WEDNESDAY, Sept. 16 HealthDay News) -- A national tax of 1 cent per ounce of soda and other sugary drinks could stem the United States' obesity epidemic, while generating $14.9 billion the first year alone, health experts say.
That windfall could help finance proposed health care reform, while also funding programs to prevent obesity, say a group of prominent researchers in an article in the Sept. 17 issue of the New England Journal of Medicine.
The authors believe such a tax would deter people from buying non-nutritious sweet drinks, thereby helping Americans to lose weight and reduce their health risks.
The United States spends some $147 billion -- 9 percent of all health care expenditures -- on medical costs associated with overweight and obesity, the article states.
For consumers, the tax they suggest would increase the cost of a 20-ounce soft drink by 15 to 20 percent and lead to a minimum reduction of 20 calories a day per person from sweetened beverages. The revenue collected would benefit individual states and the federal government.
"There are certain products which make a strong contribution to the obesity epidemic while, conversely, there is no plausible public health benefit [from them]," noted Dr. David Ludwig, senior author of the paper and associate professor of pediatrics at Harvard Medical School.

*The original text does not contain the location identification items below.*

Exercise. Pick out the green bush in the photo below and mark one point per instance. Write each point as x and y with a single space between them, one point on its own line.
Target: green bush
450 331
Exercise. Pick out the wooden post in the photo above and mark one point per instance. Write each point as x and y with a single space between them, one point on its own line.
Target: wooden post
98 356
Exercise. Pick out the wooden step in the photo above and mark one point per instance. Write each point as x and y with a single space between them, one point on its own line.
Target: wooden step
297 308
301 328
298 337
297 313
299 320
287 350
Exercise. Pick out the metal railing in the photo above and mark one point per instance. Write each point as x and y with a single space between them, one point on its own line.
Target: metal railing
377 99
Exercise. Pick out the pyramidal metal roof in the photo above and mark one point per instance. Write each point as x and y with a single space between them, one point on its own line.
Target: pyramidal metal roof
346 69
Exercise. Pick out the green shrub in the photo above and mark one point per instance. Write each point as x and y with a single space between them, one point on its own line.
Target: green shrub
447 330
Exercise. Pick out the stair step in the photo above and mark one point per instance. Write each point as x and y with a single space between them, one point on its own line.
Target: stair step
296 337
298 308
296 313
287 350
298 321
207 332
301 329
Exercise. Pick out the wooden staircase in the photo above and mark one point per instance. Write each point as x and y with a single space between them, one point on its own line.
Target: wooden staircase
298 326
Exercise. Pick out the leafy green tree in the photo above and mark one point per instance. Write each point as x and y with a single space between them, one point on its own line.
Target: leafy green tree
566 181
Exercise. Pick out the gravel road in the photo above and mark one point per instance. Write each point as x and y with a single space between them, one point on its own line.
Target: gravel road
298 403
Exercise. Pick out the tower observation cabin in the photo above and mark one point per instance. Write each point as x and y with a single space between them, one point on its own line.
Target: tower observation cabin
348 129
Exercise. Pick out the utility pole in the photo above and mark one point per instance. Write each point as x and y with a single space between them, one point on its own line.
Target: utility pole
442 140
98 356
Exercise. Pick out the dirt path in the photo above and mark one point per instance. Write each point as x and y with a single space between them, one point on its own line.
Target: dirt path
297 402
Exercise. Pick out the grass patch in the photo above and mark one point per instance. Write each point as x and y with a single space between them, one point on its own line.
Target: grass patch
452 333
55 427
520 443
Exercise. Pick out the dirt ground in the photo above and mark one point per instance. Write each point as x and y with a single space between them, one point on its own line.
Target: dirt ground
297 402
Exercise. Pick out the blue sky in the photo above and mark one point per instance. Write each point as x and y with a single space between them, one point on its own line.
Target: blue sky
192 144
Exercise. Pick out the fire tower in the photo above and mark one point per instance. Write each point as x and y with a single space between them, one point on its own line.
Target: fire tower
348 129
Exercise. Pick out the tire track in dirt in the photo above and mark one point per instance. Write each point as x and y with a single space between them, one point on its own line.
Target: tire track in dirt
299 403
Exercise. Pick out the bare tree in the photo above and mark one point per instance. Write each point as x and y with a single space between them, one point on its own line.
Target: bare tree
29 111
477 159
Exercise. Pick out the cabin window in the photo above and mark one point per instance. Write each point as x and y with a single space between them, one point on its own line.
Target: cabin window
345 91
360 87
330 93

"None of us are arguing that sugar-sweetened beverages should be banned, but the government needs to raise revenues where we have a huge national deficit," said Ludwig, who is also director of the Optimal Weight for Life Program at Children's Hospital Boston. "We have critical health legislation pending and the requirement to do so without further increasing the deficit.
"What better way to accomplish both lowering health care costs through obesity prevention and funding expansion of health insurance coverage than to add a tax to unhealthy foods," he continued.
The idea of levying a "fat tax" or "Twinkie tax" first gained attention in 1994, when Yale University psychology professor Kelly D. Brownell made the proposal in an op-ed piece in The New York Times. Brownell is lead author of the current paper.
Earlier this month, President Barack Obama said such taxes could help cover the cost of overhauling the U.S. health care system.
Meanwhile, studies continue to link consumption of beverages sweetened with sucrose (regular sugar), high-fructose corn syrup or fruit-juice concentrates to obesity, diabetes and heart disease, not to mention dental decay.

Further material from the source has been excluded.